Arrays and Nested State Need the Same Caution

The same shallowcopy rule applies to arrays stored inside objects:

const state = {  filters: ['books', 'sale'],};const nextState = Object.assign({}, state);nextState.filters.push('featured');

Now both objects appear to contain the updated array because the array itself was shared.

This is one reason frontend developers working with stateful UIs need to be very deliberate about what is and is not copied.


Object.assign() is often about intent as much as syntax

When used well, it communicates one of two intentions clearly:

  1. "I am creating a merged object from several sources."
  2. "I am creating a shallow copy of this object."

That clarity is genuinely useful.

It also explains why the empty target pattern became so common:

const merged = Object.assign({}, defaults, overrides);

At a glance, that reads as "make me a new object based on these pieces".


Watch Out for Hidden Mutation in Shared Objects

Imagine a helper like this:

const applyOptions = (  baseOptions: Record<string, unknown>,  overrides: Record<string, unknown>,): Record<string, unknown> => {  return Object.assign(baseOptions, overrides);};

That function looks harmless, but it mutates baseOptions.

If the caller reuses that object elsewhere, the side effect can travel surprisingly far.

This is why many teams prefer the defensive pattern:

return Object.assign({}, baseOptions, overrides);

It is not only about style. It is about avoiding accidental sharedstate bugs.

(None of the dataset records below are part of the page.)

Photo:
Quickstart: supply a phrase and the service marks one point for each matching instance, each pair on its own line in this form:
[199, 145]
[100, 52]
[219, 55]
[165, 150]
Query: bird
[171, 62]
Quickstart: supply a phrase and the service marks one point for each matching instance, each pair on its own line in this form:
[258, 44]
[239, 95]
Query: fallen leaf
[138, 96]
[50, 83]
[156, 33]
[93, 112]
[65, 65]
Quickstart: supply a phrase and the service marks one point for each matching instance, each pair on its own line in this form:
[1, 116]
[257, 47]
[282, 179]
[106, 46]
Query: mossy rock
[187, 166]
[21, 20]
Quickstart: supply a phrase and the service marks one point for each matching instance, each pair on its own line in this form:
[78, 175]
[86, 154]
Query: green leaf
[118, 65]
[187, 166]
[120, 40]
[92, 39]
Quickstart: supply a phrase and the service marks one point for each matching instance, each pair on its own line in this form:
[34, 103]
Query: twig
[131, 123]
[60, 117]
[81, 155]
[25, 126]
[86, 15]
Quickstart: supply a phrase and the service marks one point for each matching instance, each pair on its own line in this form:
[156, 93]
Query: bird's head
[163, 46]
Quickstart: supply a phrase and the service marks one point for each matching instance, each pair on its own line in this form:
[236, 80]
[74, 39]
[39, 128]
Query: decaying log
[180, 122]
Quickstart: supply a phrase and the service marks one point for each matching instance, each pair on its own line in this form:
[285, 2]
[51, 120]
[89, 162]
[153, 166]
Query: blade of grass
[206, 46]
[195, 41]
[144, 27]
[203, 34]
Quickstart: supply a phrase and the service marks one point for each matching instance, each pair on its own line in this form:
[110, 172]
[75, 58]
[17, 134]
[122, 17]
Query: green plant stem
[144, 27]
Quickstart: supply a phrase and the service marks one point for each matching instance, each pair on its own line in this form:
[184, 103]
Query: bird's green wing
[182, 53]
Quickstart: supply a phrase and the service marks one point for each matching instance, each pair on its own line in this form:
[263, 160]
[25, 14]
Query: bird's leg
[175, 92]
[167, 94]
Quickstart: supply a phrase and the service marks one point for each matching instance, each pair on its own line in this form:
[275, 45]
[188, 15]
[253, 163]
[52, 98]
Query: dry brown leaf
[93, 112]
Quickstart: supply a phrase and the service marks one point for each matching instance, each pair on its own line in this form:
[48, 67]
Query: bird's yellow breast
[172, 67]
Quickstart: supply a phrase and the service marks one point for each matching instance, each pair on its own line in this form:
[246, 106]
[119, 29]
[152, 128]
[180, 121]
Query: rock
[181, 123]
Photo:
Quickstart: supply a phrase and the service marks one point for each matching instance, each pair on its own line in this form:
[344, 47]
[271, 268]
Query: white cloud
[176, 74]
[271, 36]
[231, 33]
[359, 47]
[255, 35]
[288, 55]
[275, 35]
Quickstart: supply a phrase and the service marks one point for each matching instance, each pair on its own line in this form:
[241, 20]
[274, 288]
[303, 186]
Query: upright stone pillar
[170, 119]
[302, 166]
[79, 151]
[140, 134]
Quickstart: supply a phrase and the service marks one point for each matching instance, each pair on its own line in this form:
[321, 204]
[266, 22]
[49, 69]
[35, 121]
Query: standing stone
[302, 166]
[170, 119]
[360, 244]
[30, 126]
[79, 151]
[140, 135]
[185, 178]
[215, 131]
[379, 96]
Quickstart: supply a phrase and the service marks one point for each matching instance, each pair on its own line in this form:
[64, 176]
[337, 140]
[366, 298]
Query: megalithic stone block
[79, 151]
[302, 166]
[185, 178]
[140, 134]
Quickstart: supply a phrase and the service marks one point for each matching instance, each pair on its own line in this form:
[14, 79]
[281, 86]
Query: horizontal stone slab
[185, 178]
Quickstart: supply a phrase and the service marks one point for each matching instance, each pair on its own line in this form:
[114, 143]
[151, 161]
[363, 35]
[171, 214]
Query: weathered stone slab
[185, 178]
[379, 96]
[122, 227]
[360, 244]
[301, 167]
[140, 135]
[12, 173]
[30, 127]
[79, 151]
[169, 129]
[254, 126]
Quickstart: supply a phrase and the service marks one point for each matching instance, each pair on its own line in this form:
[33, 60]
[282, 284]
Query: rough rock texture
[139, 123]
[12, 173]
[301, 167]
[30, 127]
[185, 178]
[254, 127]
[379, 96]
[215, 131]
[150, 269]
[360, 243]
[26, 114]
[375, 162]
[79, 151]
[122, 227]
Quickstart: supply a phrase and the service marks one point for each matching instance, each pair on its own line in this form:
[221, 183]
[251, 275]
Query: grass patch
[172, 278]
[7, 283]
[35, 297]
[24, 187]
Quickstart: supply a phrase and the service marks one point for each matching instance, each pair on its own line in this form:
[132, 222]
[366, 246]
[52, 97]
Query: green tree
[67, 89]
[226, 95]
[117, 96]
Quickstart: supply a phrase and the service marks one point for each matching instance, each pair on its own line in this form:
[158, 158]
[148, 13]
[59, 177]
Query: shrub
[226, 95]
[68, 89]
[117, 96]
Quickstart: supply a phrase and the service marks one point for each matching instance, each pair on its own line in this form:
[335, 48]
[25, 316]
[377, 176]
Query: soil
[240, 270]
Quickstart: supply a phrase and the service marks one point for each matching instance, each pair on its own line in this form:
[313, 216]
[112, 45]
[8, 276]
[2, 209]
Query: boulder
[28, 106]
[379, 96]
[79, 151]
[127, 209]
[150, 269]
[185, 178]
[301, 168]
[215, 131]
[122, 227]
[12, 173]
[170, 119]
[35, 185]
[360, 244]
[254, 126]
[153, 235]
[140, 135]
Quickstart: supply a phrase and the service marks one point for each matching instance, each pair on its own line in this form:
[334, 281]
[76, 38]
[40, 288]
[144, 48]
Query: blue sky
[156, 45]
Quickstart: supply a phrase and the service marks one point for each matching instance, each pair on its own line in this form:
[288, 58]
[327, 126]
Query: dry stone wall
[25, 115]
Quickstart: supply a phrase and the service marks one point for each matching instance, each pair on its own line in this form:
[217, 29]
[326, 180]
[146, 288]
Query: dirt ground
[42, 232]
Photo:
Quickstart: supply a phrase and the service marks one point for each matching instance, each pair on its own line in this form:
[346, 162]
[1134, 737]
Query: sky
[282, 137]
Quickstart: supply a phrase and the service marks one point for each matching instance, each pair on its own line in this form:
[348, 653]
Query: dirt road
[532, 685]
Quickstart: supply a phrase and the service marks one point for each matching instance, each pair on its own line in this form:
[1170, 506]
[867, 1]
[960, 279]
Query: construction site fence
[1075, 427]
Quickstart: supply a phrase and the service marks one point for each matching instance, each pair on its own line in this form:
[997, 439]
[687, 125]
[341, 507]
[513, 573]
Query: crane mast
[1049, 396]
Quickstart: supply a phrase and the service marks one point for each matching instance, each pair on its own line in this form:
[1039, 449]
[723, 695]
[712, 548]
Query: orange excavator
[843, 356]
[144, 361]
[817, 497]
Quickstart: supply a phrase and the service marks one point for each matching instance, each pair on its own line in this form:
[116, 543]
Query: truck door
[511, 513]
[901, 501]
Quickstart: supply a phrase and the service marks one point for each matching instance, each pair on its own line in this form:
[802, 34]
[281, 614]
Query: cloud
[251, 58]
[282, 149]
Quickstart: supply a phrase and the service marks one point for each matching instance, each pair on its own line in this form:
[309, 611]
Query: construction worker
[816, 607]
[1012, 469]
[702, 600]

Property Order and Overwrite Rules are Straightforward

Because sources are applied from left to right, later sources win:

const result = Object.assign(  {},  { status: 'draft' },  { status: 'review' },  { status: 'published' },);

The final value of status is 'published'.

That predictability makes the method useful for layered configuration, where precedence matters.


Object.assign() is still worth knowing even with newer syntax around

Modern JavaScript gives us object spread syntax, which is often nicer to read for simple merging:

const settings = {  ...defaults,  ...overrides,};

Even so, Object.assign() still matters because:

  • you will see it in existing codebases
  • it is explicit about mutating a target
  • it makes the shallowcopy behaviour easier to talk about directly

Understanding it also helps you reason about object copying more generally.


Shallow Copy is Still Shared below the Top Level

Object.assign() is perfectly useful when you know what it does.

Use it when you want to:

  • merge flat objects
  • create a shallow copy
  • layer configuration predictably

Be cautious when:

  • nested objects or arrays are involved
  • the target object might be shared
  • you need true deep cloning

Once that distinction is clear, Object.assign() stops being one of those methods that "usually works until it doesn't" and becomes a predictable part of your everyday JavaScript toolkit.